Jennifer Dailey-O'Cain: Academic details


Current Academic Position:

I am an Emeritus Professor of German and Applied Linguistics in the Department of Modern Languages and Cultural Studies. I taught at the University of Alberta between 1997 and 2025.

Education:

I was educated in the United States, receiving bachelor's degrees in German and Linguistics at Michigan State University in East Lansing and a master's degree and a Ph.D. in Germanic Linguistics from the University of Michigan in Ann Arbor, USA. I taught German for six years at the University of Michigan during my graduate education before coming to the U of A.

Teaching:

During my teaching career, I mostly taught courses on German linguistics and applied linguistics, though sometimes I also teach German language courses. I also taught a introductory undergraduate course in English called Language and Power. I taught at all levels, from beginning undergraduate to advanced graduate, and I have supervised both honours undergraduate and graduate students working on all sorts of languages.

Past Research:

Although the bulk of my work has been on German, I have also done quite a bit of research on English, and continue that alongside my work on German. I have also done work on Dutch. While I have worked within many different topic areas, methodologies and sociolinguistic traditions, and several different languages and dialects, a major interest that unifies everything I've done is the link between language use and larger societal phenomena like ideology, identity, and globalization.

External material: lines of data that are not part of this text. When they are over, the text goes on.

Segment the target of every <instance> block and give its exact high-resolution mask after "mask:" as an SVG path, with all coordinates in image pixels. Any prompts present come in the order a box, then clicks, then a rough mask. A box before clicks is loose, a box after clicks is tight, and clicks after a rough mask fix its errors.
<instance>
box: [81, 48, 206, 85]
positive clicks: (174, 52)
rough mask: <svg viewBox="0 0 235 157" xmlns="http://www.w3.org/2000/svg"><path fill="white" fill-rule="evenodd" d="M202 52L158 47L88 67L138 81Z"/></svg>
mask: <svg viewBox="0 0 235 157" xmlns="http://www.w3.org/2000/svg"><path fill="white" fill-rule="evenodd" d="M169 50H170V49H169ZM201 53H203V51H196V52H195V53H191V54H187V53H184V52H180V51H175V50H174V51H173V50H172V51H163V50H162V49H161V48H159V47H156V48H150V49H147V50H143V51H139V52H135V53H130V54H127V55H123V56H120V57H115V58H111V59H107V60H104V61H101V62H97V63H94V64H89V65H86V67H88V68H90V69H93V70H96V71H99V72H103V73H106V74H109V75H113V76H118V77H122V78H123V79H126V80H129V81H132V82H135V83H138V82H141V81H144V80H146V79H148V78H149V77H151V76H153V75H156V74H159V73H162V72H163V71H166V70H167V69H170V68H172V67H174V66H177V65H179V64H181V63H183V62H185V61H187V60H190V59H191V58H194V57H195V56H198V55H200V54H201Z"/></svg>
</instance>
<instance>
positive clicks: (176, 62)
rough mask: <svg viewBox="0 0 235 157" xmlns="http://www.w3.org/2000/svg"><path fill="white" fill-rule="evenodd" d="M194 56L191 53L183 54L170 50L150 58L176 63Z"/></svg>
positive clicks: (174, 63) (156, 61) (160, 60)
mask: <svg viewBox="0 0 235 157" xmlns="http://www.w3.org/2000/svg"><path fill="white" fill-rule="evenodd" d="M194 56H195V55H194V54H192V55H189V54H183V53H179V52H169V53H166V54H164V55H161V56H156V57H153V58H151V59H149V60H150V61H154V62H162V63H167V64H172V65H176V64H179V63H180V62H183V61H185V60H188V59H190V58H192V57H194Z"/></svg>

Besides my doctoral dissertation on the perception of language variation in post-unification Germany, my past projects have included work on "Canadian raising" in the U.S. city of Ann Arbor, Michigan, the sociolinguistic distribution of and attitudes toward the discourse marker and quotative 'like' in U.S. English, language use among migrants from western to eastern Germany, code-switching in the advanced foreign-language classroom, and language, identity, and space among German-Canadians (the last three of these were joint projects with Dr Grit Liebscher from the University of Waterloo). My most recent completed project was a study of the differential use of English within online conversations of German youth on the one hand and Dutch youth on the other, and what these differences can tell us about language and globalization. The culmination of this project was a book entitled Trans-National English in Social Media Communities that was published in Palgrave MacMillan's Language and Globalization series in 2017.

Current Research:

My research continues in my retirement. My main current project, also a joint project with Dr Liebscher, was funded with an Insight Grant from SSHRC in 2021. It is concerned with the functions of English in the linguistic landscapes of two German cities (one in the west and one in the east), and young Germans' ideas about what using English in Germany is for. It is entitled "Ideologies of English in the linguistic landscape." I am also currently part of an international research group led by Dr Ulrike Schröder of the Universidade Federal de Minas Gerais (Brazil), which received a Research Development Fund grant from the Worldwide Universities Network (WUN) for collaborative work and scholarly exchange in 2019. That project is entitled "International communication in interaction: multimodal approaches."